If people are going to get hung up over memory capacity then maybe by the time it shows up on desktop 3 or 4 GB chips will be available. If they (revert?) back to a schedule like RDNA 2 then it will be August or September of next year before you will see N33 desktop. If the laptop version sells poorly then maybe you will see it sooner.
The 4 lanes is maybe not an issue with laptops since they will be using PCIe 5 but more ram would be helpful on desktop 4.0 or 3.0 systems I think.
N33 is drop in compatible with N23 so will be 8 lanes.
N33 is going to be a cheap cheap part and with the spec it is perfect for 1080p and will be okay at 1440p. For that 8GB is all that is needed but it will be a 7600 tier part not 7700 tier.
N32 will fill in both x800 and x700 tier simply because that makes sense, 200mm of N5 is not a fat lot and then having the option of using 4 or 3 MCDs. Some of which will be forced if one of the IO links to the MCDs is defective. BOM wise it will be far cheaper than the N21 BOMs and it will be comparable to N22 BOMs.

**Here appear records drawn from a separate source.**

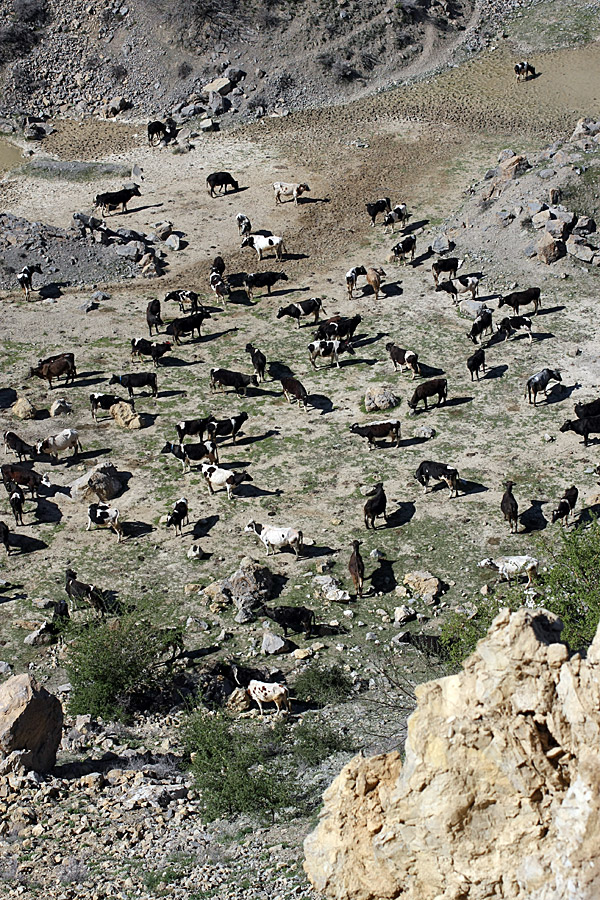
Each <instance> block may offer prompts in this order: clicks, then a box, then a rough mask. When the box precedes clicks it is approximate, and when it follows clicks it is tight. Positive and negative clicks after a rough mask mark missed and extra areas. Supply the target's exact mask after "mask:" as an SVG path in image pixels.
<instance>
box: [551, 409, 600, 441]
mask: <svg viewBox="0 0 600 900" xmlns="http://www.w3.org/2000/svg"><path fill="white" fill-rule="evenodd" d="M560 431H561V432H562V434H565V433H566V432H567V431H573V432H575V434H579V435H581V437H582V438H583V445H584V447H587V445H588V441H589V438H590V434H600V416H593V417H591V418H589V419H574V420H573V421H571V420H570V419H569V420H567V421H566V422H564V423H563V424H562V425H561V426H560Z"/></svg>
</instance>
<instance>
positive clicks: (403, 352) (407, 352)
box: [385, 341, 421, 381]
mask: <svg viewBox="0 0 600 900" xmlns="http://www.w3.org/2000/svg"><path fill="white" fill-rule="evenodd" d="M385 349H386V350H387V352H388V353H389V355H390V359H391V360H392V362H393V363H394V372H396V371H397V368H398V366H400V374H401V375H402V373H403V371H404V367H406V368H407V369H410V371H411V372H412V373H413V374H412V379H411V380H412V381H414V378H415V375H420V374H421V373H420V370H419V357H418V355H417V354H416V353H414V352H413V351H412V350H404V349H403V348H402V347H397V346H396V344H394V342H393V341H390V343H389V344H386V345H385Z"/></svg>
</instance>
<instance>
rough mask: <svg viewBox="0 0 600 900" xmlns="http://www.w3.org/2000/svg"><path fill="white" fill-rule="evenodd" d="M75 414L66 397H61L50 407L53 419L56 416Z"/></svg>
mask: <svg viewBox="0 0 600 900" xmlns="http://www.w3.org/2000/svg"><path fill="white" fill-rule="evenodd" d="M72 412H73V407H72V406H71V404H70V403H69V401H68V400H66V399H65V398H64V397H59V398H58V400H55V401H54V403H53V404H52V406H51V407H50V415H51V416H52V417H56V416H68V415H70V414H71V413H72Z"/></svg>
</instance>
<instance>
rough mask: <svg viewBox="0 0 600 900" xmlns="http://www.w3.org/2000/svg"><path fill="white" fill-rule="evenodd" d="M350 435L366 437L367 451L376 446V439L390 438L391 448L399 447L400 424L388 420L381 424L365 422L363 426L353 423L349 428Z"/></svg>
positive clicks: (389, 420)
mask: <svg viewBox="0 0 600 900" xmlns="http://www.w3.org/2000/svg"><path fill="white" fill-rule="evenodd" d="M350 431H351V432H352V434H358V435H360V437H366V439H367V441H368V443H369V450H372V449H373V448H374V447H375V446H376V444H375V439H376V438H386V437H390V438H391V439H392V446H396V447H399V446H400V422H399V420H398V419H388V420H386V421H383V422H367V423H366V424H365V425H359V424H358V423H356V422H355V423H354V425H351V426H350Z"/></svg>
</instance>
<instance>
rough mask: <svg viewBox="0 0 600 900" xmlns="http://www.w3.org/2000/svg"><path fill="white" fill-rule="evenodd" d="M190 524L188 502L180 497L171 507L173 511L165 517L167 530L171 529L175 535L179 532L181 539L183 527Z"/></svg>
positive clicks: (179, 534) (176, 534)
mask: <svg viewBox="0 0 600 900" xmlns="http://www.w3.org/2000/svg"><path fill="white" fill-rule="evenodd" d="M189 524H190V515H189V509H188V502H187V500H186V498H185V497H180V498H179V500H177V501H176V502H175V503H174V505H173V511H172V512H170V513H169V515H168V516H167V528H171V527H173V528H174V529H175V535H177V531H179V535H180V537H183V526H184V525H189Z"/></svg>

Another way to look at is is a you can get about 107 N21 dies from a full wafer and 177 N22 dies from a full wafer, some of which will be defective (calculator I used did not include defect rate) for a total of 284 dies across 2 wafers.
With N32 you can have 295 dies from 1 wafer and 1719 MCDs from 1 wafer. That means from 2 wafers you can build 107 N32 based 7800XTs + 177 N32 based 7700XTs + have 11 N32 dies left and 760MCDs left.
Cost wise I believe 2 N7 wafers is a bit more than 1 N5 wafer, not sure if it is more than 1 N5 + 1 N6 wafer, but you are only really using a bit more than half the MCDs off of the N6 with that ratio so really 2 N5 wafers + 1 N6 wafer can probably build all the N32 cards that are required if the skew more towards 7700XTs. That is 3 wafers building nearly 600 GPUs at just under 200 GPUs per wafer which is better than N22 in terms of wafer efficiency and far far better than N21 for x800 series.
Also because 2 of the more popular segments are built using the same GCD it allows AMD much more flexibility it meeting needs depending on what product has more demand vs their forecasts.